I've been Googling and searching through Splunkbase trying to find an example of using the new structuredparsing queue with the nullQueue to exclude events from being forwarded to the indexer using the new Splunk 6 UF.
I found this: http://answers.splunk.com/answers/118668/filter-iis-logs-before-indexing, but other than a lot of good information on structureparsing, I'm not finding detailed information on how to apply that knowledge.
If someone could break down a props.conf/transforms.conf example that prevents IIS events from forwarding by HTTP Status code, that would be a huge help and get us moving in the right direction.
Thanks!
I just posted an answer explaining how to use INDEXED_EXTRACTIONS indextime fields to throw away events:
https://answers.splunk.com/answers/118668/filter-iis-logs-before-indexing.html#answer-119031
regex and sc_status now yields the same
The first search has an error, somehow an extra + was added. Try this one:
sourcetype=youriissourcetype |regex "200\s\d+\s\d+$"
The first yields 113,744 and the second yields 113,908 ... so, nearly identical.
You should create a test index. Copy one of the iis log files to the indexer temp directory, and use the gui to add it as a file input to your test index. The bigger the log file the better.
I should say, we don't have any IIS indexed data - we're just getting this added to our Splunk environment today.
We don't have any indexed data - we're hoping to filter it out at the UF before it goes to our indexer, ideally working the first time 😉 ...
Run this on your entire iis indexed data:
sourcetype=youriissourcetype |regex "200+\s\d+\s\d+$"
And compare the results or result count to this:
sourcetype=youriissourcetype sc_status=200
So, you're looking to drop status 200?
Gotcha, ok - so here's what our logs are looking like:
2014-03-05 01:32:45 W3SVC1098397332 10.2.101.194 GET /Resources/example.mp3 - 80 - 10.2.101.20 - 200 0 0
For windows logs in Splunk 6 life did get much easier for parsing Event logs where you can blacklist EventCodes very easily. They do not have something similar for IIS logs, yet.

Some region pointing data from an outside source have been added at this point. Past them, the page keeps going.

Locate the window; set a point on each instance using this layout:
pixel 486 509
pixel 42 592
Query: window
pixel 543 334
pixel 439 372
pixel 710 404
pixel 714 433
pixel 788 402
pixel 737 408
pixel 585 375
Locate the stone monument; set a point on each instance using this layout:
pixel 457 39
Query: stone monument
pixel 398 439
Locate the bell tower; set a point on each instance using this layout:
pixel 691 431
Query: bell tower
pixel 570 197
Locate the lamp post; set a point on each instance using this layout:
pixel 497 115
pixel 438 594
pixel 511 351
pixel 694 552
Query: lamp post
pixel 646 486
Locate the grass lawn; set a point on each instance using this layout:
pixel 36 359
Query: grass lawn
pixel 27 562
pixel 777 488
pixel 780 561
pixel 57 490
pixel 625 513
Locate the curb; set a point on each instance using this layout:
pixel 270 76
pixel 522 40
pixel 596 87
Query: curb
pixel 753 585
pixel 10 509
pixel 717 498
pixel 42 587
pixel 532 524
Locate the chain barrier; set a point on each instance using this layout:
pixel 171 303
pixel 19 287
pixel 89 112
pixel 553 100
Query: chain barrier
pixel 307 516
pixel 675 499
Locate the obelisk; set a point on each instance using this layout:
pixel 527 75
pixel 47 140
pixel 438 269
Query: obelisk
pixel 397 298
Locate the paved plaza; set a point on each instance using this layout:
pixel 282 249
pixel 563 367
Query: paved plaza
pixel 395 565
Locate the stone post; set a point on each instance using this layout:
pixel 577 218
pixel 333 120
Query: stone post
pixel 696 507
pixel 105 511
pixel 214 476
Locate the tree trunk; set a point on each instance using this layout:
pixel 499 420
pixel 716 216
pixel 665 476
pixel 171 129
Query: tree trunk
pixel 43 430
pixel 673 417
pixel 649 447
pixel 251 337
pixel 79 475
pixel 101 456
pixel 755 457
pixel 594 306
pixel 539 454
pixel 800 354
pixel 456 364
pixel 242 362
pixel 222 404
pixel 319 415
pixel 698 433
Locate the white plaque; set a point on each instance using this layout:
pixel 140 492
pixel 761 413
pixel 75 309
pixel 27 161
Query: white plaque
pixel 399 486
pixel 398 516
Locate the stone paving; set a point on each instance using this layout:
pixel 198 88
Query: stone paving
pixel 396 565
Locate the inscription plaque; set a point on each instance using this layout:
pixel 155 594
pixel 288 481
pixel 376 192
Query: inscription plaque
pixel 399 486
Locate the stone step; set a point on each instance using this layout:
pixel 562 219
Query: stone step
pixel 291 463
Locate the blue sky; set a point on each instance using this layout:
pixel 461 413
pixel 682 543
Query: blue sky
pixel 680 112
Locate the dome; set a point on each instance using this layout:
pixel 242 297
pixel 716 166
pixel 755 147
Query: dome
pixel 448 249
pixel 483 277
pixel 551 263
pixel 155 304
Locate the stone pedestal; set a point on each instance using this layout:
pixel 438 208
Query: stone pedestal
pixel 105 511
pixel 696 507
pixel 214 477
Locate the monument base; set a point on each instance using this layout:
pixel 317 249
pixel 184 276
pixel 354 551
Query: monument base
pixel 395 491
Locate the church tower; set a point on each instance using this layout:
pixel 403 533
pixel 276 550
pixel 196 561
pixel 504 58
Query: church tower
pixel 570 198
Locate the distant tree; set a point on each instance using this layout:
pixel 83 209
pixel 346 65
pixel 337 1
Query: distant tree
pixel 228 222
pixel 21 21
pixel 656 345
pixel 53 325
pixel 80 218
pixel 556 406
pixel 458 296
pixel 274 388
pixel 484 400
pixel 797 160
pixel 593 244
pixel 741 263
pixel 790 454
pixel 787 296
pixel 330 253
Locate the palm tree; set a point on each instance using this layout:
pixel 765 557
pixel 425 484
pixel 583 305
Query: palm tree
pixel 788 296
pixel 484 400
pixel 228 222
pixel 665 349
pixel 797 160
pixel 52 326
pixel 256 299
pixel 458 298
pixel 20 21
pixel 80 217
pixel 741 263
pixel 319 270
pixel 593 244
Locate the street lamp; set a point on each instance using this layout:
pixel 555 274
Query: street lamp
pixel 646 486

In my experience creating regex statements to pull the status codes you're looking for, as well as all other IIS log fields - they were pretty solid. The status codes and other codes typically found at the end of the event, are actually easy and solid, because they are extracted from the end of the event, which is typically very clean with number fields.
The specific regex will depend on your log structure.

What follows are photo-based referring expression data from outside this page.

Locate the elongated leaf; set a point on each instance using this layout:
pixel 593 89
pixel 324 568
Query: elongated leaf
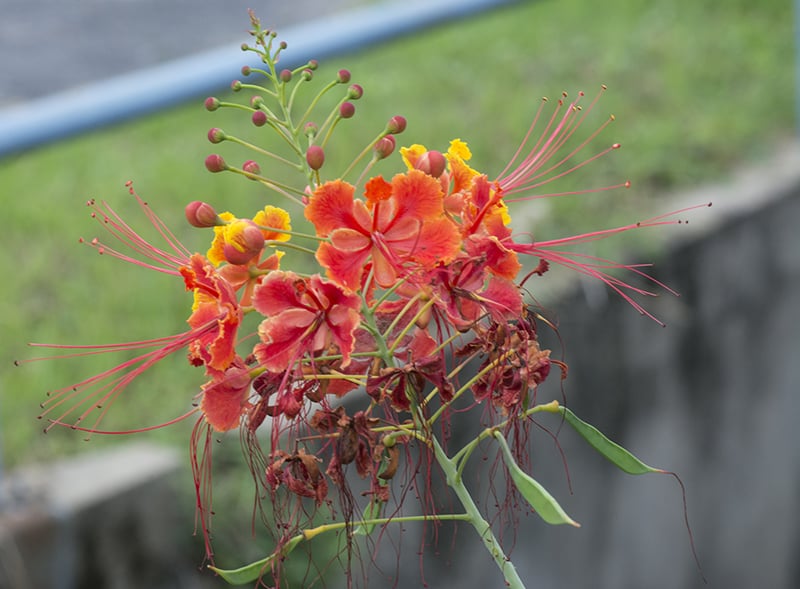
pixel 615 453
pixel 533 492
pixel 371 511
pixel 251 572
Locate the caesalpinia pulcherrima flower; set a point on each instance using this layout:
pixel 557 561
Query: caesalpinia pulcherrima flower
pixel 422 302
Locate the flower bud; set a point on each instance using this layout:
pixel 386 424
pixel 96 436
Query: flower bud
pixel 211 103
pixel 259 118
pixel 397 124
pixel 355 92
pixel 201 214
pixel 315 156
pixel 216 135
pixel 347 110
pixel 243 241
pixel 215 163
pixel 432 163
pixel 251 167
pixel 385 146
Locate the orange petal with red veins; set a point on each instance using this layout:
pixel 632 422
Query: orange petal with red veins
pixel 344 268
pixel 417 195
pixel 331 207
pixel 377 189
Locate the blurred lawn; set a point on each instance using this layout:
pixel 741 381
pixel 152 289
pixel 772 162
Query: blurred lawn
pixel 698 88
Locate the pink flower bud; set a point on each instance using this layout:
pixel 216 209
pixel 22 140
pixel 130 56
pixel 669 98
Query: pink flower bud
pixel 259 118
pixel 211 103
pixel 201 214
pixel 397 124
pixel 432 163
pixel 315 156
pixel 216 135
pixel 355 92
pixel 245 244
pixel 385 146
pixel 347 110
pixel 215 163
pixel 251 167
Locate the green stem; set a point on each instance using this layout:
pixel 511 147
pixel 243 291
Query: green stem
pixel 477 521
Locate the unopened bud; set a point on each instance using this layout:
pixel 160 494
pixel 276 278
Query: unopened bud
pixel 201 214
pixel 315 156
pixel 397 124
pixel 215 163
pixel 216 135
pixel 244 241
pixel 432 163
pixel 251 167
pixel 354 92
pixel 347 110
pixel 385 146
pixel 259 118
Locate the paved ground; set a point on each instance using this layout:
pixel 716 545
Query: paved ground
pixel 52 45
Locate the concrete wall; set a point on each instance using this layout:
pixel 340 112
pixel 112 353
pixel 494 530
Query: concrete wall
pixel 714 396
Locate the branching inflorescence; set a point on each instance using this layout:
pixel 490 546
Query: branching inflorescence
pixel 418 308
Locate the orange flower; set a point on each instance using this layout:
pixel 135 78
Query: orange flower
pixel 405 230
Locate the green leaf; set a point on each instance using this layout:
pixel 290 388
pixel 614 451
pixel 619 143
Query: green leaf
pixel 615 453
pixel 371 511
pixel 534 493
pixel 253 571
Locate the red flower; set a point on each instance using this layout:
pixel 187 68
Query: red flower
pixel 402 223
pixel 303 316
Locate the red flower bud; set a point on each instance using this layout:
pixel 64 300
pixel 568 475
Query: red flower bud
pixel 259 118
pixel 315 156
pixel 201 214
pixel 215 163
pixel 355 92
pixel 216 135
pixel 244 243
pixel 347 110
pixel 211 103
pixel 432 163
pixel 385 146
pixel 397 124
pixel 251 167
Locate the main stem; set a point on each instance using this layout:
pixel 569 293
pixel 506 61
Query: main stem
pixel 475 518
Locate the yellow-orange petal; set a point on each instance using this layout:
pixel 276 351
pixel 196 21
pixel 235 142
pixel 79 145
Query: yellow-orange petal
pixel 276 218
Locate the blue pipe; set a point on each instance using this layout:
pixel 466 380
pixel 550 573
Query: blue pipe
pixel 123 97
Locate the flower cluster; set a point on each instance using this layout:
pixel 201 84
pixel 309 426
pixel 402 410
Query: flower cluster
pixel 418 301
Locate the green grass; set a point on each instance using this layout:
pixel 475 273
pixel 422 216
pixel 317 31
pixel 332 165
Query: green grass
pixel 698 89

Maybe I'm misunderstanding the structuredparsing queue, but I thought that allow you to target parsed fields, i.e. not using a regex (which for IIS access logs is going to be fairly ugly and possibly brittle, right?)
Removing the IIS logs you don't want based on HTTP Status Code is no different than removing the header lines with the exception that the regex that identifies the events with the unwanted HTTP Status Code will be different. See this post instead:
http://answers.splunk.com/answers/104297/avoid-duplicate-data-and-ignore-fields
In that post you will see how to remove the header fields (they all start with a #), and specify the field names for the csv events.
We can't give you a specific regex because we don't know your iis log structure (fields and field positions).
Can you post some examples?
Try this: http://apps.splunk.com/app/1579/ and see if this will help you.
Is this something that can filter events on the UF before sending to the indexer? It doesn't seem like it, but maybe I'm missing something. This seems like an app on the search head/indexer.